むしろそれが面白いし、楽しんでいます。私はいつも新しい刺激を受けることが好きなんです。商社で働いていた頃はまさか自分が漫画を書くことになるとは思わなかったけれど、小さい頃になりたかった漫画家にもなれるなんて面白いなと。
会社員の時はリスク分析をやっていて、どうしても何をするにしてもリスクを見ていました。会社を辞める時も不安だったのですが、外の世界に出てみてからは、どうなっても生きていけると思えて、楽しめるようになりました。

−外の世界に出てから思考が変わったのは、なぜだと思いますか。

周囲の友人は起業した経営者が多く、「やりたいけれどどうしようかな」と迷うよりも、「どうやったら出来るかな」と思考して動く人が多いです。もちろん時には痛い目を見ているのですが、それでも結局辞めなかった人が形にする。その姿を見ていると、ブレーキを踏む理由はないと思わされました。

−周囲の環境や、出会う人も大事ですね。

本当にそう思いますし、私は人に恵まれていると思います。ドネーションツアーに参加して寄付をするような人たちは、「どうやったらこの世界は良くなるのか」という視点で会話をします。そういう人たちと常に会っていると、自分も自動的にそういった思考に引っ張られていきますよね。
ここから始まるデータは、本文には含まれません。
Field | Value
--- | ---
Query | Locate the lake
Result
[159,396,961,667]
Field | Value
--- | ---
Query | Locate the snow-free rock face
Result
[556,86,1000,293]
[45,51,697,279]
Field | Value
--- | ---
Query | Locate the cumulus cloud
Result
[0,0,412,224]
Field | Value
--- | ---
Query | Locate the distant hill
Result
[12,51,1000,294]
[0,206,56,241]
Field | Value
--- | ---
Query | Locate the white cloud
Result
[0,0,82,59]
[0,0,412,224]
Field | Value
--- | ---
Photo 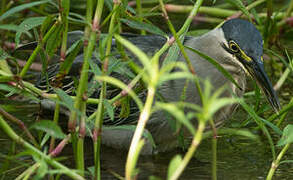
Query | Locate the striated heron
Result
[28,19,280,154]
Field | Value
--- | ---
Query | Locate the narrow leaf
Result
[104,100,114,121]
[277,124,293,146]
[167,155,182,179]
[121,19,166,36]
[15,17,46,46]
[0,0,51,21]
[31,120,66,139]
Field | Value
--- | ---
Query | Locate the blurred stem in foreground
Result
[0,116,84,180]
[266,143,290,180]
[93,0,121,179]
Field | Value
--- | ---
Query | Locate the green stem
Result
[136,0,146,35]
[49,98,60,152]
[170,121,205,180]
[19,21,59,78]
[125,84,155,180]
[0,116,84,180]
[165,4,292,19]
[266,143,290,180]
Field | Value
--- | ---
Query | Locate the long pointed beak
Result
[246,60,281,112]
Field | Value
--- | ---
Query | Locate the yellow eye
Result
[229,41,239,53]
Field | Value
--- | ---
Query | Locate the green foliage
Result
[0,0,293,179]
[31,120,66,139]
[167,155,182,179]
[277,124,293,146]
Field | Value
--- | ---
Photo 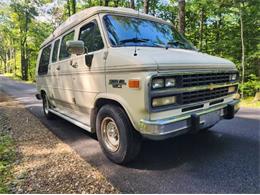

−自分の思考を変えてくれる人たちに巡り会うためには、何をしたら良いでしょうか。

日常生活の外に出る、これに尽きると思います。今までと同じことをして、同じ生活圏にいながら、人生が変わることを期待するって矛盾していると思うんです。一歩外に踏み出してみたら、ハズレもあるかもしれないけれど、超当たりもあるかもしれません。私は一歩踏み出したことで、人生が大きく変わりました。

−10年後、どのような人になっていたいですか。

人としては、愛の大きい人になっていたいですね。世界平和の活動をしていると、目の前の損得より、仲間の応援を全力でするような人に出会います。そういう器の大きい人になりたいです。

私は世界平和というのは、途上国支援ではないと思っています。全ての人が自分のやりたいことをやって、それで社会に貢献して、遊ぶように楽しく豊かに、愛を持って生きられる世界こそが、世界平和だと思うんです。自分の能力やスキルを活かして誰かに貢献して感謝される、そういったことをしている人は皆さん素敵だし、世界平和に繋がっていると思います。世界平和はどこか遠くの国を支援するものではなく、ごく身近にある。そう気づいてもらうことで、世界の「愛の度数」を上げていきたいです。